First and foremost, the entire SCHHA team and leaders statewide pray for the health and safety of all of Hawai‘i’s people during this global pandemic.
As the oldest and largest organization dedicated to the Hawaiian Homes Commission Act (HHCA) serving the interests of native Hawaiian families, SCHHA has focused its attention on immediate solutions to pandemic challenges.

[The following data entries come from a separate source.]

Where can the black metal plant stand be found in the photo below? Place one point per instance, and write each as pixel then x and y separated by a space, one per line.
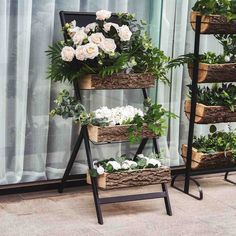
pixel 83 136
pixel 188 171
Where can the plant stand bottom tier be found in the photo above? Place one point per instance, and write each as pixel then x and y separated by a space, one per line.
pixel 132 178
pixel 210 114
pixel 205 160
pixel 114 133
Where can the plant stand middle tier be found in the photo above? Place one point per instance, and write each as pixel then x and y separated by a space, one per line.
pixel 210 114
pixel 114 133
pixel 214 73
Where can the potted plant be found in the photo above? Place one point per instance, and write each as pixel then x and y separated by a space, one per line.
pixel 116 124
pixel 123 172
pixel 216 150
pixel 108 55
pixel 217 17
pixel 214 105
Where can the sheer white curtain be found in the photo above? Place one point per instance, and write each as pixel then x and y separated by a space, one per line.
pixel 33 146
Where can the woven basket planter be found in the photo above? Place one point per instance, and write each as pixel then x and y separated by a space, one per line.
pixel 133 178
pixel 214 73
pixel 117 81
pixel 213 24
pixel 210 114
pixel 204 160
pixel 114 133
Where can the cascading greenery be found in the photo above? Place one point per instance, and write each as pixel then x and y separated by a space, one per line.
pixel 224 95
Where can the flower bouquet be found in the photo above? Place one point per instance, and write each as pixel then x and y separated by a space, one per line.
pixel 108 54
pixel 123 172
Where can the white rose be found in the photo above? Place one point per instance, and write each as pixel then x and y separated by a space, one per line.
pixel 100 170
pixel 91 50
pixel 80 53
pixel 107 26
pixel 103 15
pixel 227 58
pixel 108 45
pixel 153 162
pixel 96 38
pixel 79 36
pixel 124 33
pixel 67 53
pixel 90 27
pixel 115 165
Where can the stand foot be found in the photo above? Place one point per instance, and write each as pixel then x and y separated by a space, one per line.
pixel 228 180
pixel 181 190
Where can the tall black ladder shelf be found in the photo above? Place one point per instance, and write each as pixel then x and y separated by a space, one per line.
pixel 188 171
pixel 82 20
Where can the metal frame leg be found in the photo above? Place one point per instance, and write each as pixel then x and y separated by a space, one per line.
pixel 228 180
pixel 70 163
pixel 166 199
pixel 93 179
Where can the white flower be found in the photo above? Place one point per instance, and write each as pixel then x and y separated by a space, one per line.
pixel 96 38
pixel 79 36
pixel 125 166
pixel 153 162
pixel 67 53
pixel 91 50
pixel 103 15
pixel 115 165
pixel 90 27
pixel 100 170
pixel 227 58
pixel 80 53
pixel 108 45
pixel 124 33
pixel 107 26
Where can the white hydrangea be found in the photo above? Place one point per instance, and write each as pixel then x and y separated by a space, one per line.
pixel 91 50
pixel 67 53
pixel 80 53
pixel 96 38
pixel 117 115
pixel 107 26
pixel 103 15
pixel 90 27
pixel 115 165
pixel 79 36
pixel 124 33
pixel 108 45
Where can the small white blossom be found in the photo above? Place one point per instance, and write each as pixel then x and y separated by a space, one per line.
pixel 100 170
pixel 115 165
pixel 80 53
pixel 67 53
pixel 90 27
pixel 79 36
pixel 108 45
pixel 91 50
pixel 103 15
pixel 107 26
pixel 96 38
pixel 124 33
pixel 227 58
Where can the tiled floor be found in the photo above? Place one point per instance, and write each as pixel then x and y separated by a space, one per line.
pixel 72 213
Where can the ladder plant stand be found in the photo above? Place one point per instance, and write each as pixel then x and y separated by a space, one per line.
pixel 101 135
pixel 198 163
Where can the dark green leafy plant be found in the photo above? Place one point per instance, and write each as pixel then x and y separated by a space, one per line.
pixel 213 7
pixel 216 141
pixel 224 95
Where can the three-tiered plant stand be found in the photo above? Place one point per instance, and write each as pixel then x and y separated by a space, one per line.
pixel 106 135
pixel 198 163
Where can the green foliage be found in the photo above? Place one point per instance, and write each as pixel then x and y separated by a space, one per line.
pixel 224 95
pixel 216 141
pixel 213 7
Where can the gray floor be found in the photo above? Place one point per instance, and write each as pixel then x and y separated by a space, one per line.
pixel 73 213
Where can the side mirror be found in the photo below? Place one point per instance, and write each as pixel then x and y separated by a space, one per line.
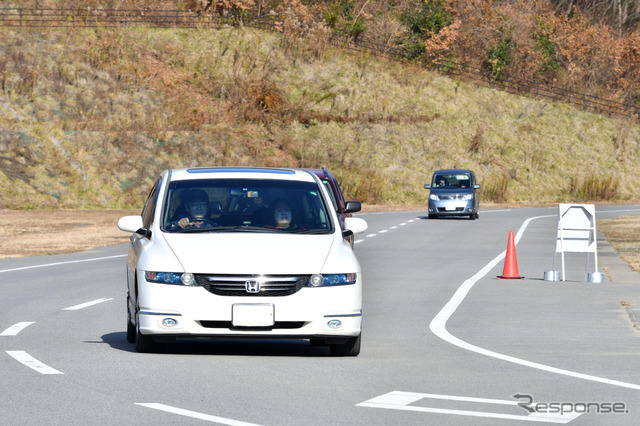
pixel 353 206
pixel 355 225
pixel 133 224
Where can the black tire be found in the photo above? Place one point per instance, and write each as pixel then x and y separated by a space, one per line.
pixel 144 343
pixel 350 348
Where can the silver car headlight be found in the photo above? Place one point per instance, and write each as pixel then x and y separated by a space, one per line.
pixel 175 278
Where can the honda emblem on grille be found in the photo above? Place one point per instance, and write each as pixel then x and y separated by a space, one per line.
pixel 252 286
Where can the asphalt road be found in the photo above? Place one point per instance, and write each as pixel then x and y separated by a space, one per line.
pixel 444 341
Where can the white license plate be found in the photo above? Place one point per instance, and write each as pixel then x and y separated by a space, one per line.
pixel 252 315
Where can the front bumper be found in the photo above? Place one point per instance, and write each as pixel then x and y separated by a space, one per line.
pixel 194 312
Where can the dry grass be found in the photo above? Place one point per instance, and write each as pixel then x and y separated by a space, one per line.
pixel 88 118
pixel 623 233
pixel 43 232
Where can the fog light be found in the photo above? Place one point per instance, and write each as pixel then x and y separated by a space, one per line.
pixel 334 324
pixel 169 322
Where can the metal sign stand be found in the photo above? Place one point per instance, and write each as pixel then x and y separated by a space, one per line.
pixel 576 233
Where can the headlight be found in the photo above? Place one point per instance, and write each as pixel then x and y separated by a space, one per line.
pixel 330 280
pixel 176 278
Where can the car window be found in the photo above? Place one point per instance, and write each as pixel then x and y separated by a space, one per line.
pixel 249 205
pixel 451 181
pixel 150 205
pixel 334 200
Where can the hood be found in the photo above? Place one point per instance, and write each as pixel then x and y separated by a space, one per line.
pixel 250 253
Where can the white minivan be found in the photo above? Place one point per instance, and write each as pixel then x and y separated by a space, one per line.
pixel 242 252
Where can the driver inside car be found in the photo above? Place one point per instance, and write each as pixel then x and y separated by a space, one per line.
pixel 197 207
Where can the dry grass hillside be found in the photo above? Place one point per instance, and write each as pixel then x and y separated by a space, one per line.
pixel 88 117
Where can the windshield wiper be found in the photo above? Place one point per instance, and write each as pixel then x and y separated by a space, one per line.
pixel 311 231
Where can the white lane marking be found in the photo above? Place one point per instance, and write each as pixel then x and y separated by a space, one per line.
pixel 86 305
pixel 31 362
pixel 16 328
pixel 46 265
pixel 398 400
pixel 438 324
pixel 193 414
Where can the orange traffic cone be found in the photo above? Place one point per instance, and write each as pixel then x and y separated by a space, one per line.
pixel 510 271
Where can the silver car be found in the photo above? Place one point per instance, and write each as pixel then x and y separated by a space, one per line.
pixel 453 192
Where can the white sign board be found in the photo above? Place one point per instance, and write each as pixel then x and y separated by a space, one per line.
pixel 576 231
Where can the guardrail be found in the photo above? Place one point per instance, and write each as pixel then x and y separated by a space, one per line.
pixel 25 18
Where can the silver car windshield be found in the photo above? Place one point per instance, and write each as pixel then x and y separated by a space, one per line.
pixel 245 205
pixel 451 181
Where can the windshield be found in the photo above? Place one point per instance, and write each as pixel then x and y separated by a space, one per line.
pixel 245 205
pixel 451 181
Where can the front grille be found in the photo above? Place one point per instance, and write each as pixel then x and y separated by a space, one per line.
pixel 452 197
pixel 268 285
pixel 279 325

One of the most notable problems is the reality of overcrowded and multi-generational families on the homesteads. Prior to the pandemic, it was certainly an inconvenience; a statistic supporting a greater push on the state to issue thousands more in homestead awards. Since the pandemic, it has become far more than an inconvenience. It has become an acute revelation of danger to elders, to high-risk family members, and to the ability of family members to self-quarantine at home.
SCHHA leaders, along with staff at its nonprofit arm, the Homestead Community Development Corporation (HCDC), developed a COVID-19 response loan product to issue capital to families to enable them to install 10×12 foot self-quarantine units on their homestead lots. The Homestead Unit Self-Quarantine (HUSQ) program provides between $2,000 and $7,500 in capital, with loan payments ranging between $90 and $183 per month. Payments don’t start until 60 days from closing to help families get the capital upfront to purchase materials, hire labor, and furnish the units to protect elders and family members during the course of the pandemic.
“I was raised on homesteads,” said Faisha Solomon, HCDC Deputy Director and an enrolled SCHHA member “I don’t know many families in my homestead that wouldn’t benefit from a simple unit, whether its used now to keep family members safe, and next year to be a hobby or sewing room, or for fishing equipment.”
HCDC has raised $250,000 from fund investors locally and nationally for HUSQ to get capital into the hands of homestead family members to install the units in backyards. Solomon continued, “None of our kūpuna should be exposed to such a devastating disease just because there isn’t a simple and functional 10×12 unit right across the yard.”
More than 40 inquiries from across the islands were received in the first five days since the HUSQ program was launched, pushing the non-profit team to get capital issued to families with the ‘know-how’ to purchase materials to build their own, or who need additional capital to hire a carpenter.
“This is not the time for ‘no can,’” Solomon said. “This is the time to lean in, and to create self-quarantine units with affordable payments to serve our families long after the pandemic has been beat.”